En el transcurso de los años noventa, cientos de niños americanos se llamaron así; cuando yo nací, el 1 de marzo de 1873, era inusitado. Mis padres no quisieron que ese nombre exótico supusiera una carga demasiado pesada para mí y lo relegaron a segundo lugar, con el fin de que pudiera, si lo deseaba, reemplazarlo por una discreta O; en el colegio mis compañeros suponían que era Oliver, Oswald, Osborne y Orville y yo no desmentía a nadie.

La herencia que así me fue atribuida sólo podía despertar mi curiosidad con relación a ese lejano padrino.
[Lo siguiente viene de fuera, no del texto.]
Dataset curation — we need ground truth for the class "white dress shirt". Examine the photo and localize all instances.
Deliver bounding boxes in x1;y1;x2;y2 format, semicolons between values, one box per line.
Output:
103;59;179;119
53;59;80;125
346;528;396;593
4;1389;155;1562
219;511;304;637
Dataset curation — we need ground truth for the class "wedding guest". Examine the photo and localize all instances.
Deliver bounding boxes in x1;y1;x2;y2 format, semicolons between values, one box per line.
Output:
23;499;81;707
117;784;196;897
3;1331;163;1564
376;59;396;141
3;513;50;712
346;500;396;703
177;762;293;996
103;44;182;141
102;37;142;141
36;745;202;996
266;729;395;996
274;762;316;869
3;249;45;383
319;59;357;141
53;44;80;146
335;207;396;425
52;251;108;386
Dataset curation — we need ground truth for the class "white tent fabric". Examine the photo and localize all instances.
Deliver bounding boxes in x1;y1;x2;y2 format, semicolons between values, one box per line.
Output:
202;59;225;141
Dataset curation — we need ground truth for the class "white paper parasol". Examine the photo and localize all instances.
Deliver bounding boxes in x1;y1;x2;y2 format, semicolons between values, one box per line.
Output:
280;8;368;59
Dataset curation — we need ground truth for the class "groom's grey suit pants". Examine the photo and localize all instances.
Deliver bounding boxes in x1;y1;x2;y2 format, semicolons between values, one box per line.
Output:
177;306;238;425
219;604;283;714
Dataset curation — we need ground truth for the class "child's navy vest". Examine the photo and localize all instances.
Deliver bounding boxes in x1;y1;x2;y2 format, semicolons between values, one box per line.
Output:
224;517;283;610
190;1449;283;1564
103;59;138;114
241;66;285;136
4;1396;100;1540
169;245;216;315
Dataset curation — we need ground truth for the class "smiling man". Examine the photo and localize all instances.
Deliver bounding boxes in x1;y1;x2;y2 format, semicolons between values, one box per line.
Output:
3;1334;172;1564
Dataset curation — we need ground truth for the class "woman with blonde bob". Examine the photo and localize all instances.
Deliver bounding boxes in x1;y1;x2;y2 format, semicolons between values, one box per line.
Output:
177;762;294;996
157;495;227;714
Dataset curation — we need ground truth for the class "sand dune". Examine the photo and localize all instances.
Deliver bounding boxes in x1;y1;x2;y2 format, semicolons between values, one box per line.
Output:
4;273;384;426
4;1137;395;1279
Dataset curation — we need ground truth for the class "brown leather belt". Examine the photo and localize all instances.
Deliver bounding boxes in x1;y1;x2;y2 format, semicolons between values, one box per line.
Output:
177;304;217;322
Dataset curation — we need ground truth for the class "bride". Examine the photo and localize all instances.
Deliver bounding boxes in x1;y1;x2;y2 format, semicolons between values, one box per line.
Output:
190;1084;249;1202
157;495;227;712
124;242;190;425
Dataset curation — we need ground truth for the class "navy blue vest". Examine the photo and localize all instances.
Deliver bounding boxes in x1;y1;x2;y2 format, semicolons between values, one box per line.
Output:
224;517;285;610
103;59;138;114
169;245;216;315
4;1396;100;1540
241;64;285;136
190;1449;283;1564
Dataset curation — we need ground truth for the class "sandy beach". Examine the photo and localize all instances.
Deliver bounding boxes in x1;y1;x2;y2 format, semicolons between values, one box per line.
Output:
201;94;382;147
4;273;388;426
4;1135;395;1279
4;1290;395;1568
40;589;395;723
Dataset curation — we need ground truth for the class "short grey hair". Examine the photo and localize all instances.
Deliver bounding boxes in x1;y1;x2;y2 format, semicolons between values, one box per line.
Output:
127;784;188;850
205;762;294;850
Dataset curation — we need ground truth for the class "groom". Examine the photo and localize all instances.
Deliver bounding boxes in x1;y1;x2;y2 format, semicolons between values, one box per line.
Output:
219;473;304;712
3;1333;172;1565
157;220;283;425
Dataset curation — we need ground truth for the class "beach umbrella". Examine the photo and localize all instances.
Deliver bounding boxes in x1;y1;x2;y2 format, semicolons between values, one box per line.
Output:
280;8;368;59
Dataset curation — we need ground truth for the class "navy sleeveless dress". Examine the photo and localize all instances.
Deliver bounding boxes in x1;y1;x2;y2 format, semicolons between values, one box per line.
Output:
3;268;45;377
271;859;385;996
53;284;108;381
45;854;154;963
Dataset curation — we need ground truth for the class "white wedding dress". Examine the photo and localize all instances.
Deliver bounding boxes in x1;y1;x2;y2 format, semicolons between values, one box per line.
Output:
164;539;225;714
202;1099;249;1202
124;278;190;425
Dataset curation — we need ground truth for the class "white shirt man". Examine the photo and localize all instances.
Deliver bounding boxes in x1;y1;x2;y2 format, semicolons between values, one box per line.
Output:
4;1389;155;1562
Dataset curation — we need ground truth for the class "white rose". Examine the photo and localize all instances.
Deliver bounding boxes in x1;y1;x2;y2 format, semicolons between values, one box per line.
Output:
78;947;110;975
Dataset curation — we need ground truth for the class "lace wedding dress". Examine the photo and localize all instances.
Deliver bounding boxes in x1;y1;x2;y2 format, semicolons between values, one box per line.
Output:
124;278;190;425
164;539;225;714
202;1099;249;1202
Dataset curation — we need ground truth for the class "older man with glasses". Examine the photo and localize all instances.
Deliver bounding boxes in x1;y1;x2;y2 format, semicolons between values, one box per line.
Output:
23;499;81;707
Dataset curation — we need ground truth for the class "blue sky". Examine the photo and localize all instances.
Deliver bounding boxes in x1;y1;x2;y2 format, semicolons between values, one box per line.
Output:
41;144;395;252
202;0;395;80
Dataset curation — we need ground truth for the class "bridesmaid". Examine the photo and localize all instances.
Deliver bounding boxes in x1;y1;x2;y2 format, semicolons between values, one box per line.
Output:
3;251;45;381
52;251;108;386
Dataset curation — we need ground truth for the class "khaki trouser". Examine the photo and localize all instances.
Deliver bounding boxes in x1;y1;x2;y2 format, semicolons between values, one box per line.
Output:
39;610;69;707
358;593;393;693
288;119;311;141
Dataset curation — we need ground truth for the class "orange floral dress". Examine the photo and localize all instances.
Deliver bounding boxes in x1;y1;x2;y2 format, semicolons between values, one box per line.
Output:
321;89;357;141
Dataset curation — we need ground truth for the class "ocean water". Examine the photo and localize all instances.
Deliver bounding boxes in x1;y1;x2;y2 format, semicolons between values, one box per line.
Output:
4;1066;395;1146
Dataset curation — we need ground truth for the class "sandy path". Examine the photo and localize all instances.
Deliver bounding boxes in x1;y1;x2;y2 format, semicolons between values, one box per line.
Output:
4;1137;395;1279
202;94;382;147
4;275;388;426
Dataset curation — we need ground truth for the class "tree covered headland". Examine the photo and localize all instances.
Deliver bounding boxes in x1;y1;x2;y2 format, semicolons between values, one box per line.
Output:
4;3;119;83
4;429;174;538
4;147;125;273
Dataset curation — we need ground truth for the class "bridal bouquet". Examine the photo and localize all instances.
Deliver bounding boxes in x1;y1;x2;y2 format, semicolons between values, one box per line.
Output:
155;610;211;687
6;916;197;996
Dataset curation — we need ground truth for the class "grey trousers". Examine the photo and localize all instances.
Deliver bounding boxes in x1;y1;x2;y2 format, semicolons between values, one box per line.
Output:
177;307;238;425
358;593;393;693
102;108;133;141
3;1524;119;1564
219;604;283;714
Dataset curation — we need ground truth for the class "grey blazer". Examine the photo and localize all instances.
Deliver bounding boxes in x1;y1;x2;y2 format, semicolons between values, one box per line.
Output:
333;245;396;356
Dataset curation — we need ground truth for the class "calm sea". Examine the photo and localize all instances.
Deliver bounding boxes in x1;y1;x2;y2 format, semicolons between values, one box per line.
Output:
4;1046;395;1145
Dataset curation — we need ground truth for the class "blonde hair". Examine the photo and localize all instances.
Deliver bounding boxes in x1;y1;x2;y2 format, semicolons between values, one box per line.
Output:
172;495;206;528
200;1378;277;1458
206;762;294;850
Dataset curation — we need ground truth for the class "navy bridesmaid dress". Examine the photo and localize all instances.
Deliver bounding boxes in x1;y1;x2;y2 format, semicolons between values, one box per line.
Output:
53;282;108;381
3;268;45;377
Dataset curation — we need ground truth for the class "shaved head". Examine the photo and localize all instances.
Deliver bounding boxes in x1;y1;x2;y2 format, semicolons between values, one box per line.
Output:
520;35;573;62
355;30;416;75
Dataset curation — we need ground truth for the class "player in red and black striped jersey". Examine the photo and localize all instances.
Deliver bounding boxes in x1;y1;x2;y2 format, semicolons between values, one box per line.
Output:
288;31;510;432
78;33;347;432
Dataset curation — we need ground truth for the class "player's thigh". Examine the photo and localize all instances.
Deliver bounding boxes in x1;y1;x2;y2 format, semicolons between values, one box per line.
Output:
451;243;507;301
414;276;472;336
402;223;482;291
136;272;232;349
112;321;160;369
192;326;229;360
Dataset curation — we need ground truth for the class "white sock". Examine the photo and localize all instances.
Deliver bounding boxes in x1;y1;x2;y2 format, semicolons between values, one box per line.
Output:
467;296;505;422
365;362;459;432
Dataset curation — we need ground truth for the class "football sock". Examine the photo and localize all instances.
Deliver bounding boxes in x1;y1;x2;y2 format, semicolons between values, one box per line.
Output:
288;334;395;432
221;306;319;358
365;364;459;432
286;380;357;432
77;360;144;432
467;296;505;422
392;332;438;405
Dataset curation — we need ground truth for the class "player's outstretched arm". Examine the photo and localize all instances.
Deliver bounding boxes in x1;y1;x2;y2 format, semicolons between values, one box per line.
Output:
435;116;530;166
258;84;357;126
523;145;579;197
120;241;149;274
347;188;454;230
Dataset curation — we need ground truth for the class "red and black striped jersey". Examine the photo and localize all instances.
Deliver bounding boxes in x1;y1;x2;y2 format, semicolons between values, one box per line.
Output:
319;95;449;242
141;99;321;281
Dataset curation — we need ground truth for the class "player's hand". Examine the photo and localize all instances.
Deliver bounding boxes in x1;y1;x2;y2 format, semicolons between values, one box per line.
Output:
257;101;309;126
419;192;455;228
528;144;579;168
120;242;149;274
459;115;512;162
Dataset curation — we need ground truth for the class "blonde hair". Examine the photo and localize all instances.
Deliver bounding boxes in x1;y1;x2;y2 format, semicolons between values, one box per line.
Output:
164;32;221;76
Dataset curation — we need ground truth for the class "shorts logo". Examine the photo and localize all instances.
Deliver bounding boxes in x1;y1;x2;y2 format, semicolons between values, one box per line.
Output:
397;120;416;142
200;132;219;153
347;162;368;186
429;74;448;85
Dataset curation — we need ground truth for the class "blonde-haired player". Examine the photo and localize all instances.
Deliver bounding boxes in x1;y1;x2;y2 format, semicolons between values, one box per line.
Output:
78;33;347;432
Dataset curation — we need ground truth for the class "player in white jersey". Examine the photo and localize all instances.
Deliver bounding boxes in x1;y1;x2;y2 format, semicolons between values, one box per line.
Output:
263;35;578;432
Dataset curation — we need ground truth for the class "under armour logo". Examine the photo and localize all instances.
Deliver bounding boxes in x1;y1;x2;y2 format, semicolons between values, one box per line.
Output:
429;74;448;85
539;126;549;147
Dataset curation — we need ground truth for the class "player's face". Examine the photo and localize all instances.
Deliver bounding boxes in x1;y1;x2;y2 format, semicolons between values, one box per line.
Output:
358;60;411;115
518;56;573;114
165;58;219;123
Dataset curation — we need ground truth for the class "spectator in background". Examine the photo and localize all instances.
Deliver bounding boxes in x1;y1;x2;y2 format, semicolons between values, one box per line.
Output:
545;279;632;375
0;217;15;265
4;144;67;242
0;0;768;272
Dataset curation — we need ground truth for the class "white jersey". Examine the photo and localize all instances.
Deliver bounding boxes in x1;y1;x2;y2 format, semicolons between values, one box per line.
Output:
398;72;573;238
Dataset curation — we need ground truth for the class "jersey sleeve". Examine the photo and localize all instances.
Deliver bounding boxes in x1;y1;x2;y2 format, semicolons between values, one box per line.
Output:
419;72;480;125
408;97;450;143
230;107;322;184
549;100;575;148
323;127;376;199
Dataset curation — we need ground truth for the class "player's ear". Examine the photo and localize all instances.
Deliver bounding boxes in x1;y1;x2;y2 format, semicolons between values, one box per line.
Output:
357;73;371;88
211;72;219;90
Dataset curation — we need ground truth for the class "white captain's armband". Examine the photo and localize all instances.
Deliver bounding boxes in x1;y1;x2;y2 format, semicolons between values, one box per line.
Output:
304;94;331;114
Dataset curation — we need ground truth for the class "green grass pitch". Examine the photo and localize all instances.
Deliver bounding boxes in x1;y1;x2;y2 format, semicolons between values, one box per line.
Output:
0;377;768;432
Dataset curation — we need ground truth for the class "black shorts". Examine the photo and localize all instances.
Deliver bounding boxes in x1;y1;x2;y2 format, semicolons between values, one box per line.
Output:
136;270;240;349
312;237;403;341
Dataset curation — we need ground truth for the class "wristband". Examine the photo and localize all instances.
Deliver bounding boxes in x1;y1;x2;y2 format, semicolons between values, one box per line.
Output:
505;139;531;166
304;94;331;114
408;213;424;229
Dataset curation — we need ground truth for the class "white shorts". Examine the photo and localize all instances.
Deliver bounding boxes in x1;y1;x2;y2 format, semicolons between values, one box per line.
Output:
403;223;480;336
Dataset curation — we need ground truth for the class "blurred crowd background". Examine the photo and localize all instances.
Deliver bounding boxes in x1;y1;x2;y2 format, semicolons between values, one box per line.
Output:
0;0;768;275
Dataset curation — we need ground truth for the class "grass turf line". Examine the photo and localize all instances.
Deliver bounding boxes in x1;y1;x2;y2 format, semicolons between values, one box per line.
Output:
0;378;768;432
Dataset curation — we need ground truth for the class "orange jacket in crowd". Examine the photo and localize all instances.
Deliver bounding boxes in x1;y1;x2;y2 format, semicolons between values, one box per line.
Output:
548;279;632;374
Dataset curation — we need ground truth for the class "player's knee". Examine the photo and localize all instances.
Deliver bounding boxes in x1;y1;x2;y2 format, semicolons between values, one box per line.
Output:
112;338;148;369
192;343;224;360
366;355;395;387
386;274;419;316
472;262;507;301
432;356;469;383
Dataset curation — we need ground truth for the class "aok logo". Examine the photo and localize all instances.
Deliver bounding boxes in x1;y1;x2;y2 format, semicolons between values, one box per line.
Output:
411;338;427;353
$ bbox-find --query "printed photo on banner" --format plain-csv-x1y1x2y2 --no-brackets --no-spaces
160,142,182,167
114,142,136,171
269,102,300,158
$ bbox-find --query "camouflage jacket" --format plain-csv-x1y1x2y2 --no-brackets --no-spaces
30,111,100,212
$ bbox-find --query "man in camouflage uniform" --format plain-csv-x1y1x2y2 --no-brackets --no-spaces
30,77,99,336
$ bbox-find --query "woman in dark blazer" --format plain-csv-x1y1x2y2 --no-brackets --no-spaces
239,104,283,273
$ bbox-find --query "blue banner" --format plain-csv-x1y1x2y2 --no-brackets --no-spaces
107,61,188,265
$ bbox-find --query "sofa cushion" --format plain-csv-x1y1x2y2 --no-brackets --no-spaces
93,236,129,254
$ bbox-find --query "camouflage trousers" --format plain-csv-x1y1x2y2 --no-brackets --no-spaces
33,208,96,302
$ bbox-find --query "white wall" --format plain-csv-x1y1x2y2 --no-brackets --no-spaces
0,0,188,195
A los quince años comencé a leer todo lo que se refería a él. Había formado el proyecto de estudiar lengua y literatura persas y de visitar detenidamente ese país. Pero después de una fase de entusiasmo me entibié. Aunque en opinión de todos los críticos los versos de Fitzgerald constituían una obra maestra de la poesía inglesa, sólo tenían una muy lejana relación con lo que hubiera podido componer Jayyám. En cuanto a las cuartetas mismas, algunos autores citaban cerca de un millar, Nicolás había traducido más de cuatrocientas y ciertos especialistas rigurosos sólo reconocían cien como «probablemente auténticas». Eminentes orientalistas llegaban incluso a negar que hubiera una sola que pudiera atribuirse con certeza a Omar.

Se suponía que había existido un libro original que habría permitido distinguir, de una vez por todas, lo auténtico de lo falso, pero nada hacía pensar que semejante manuscrito pudiera encontrarse.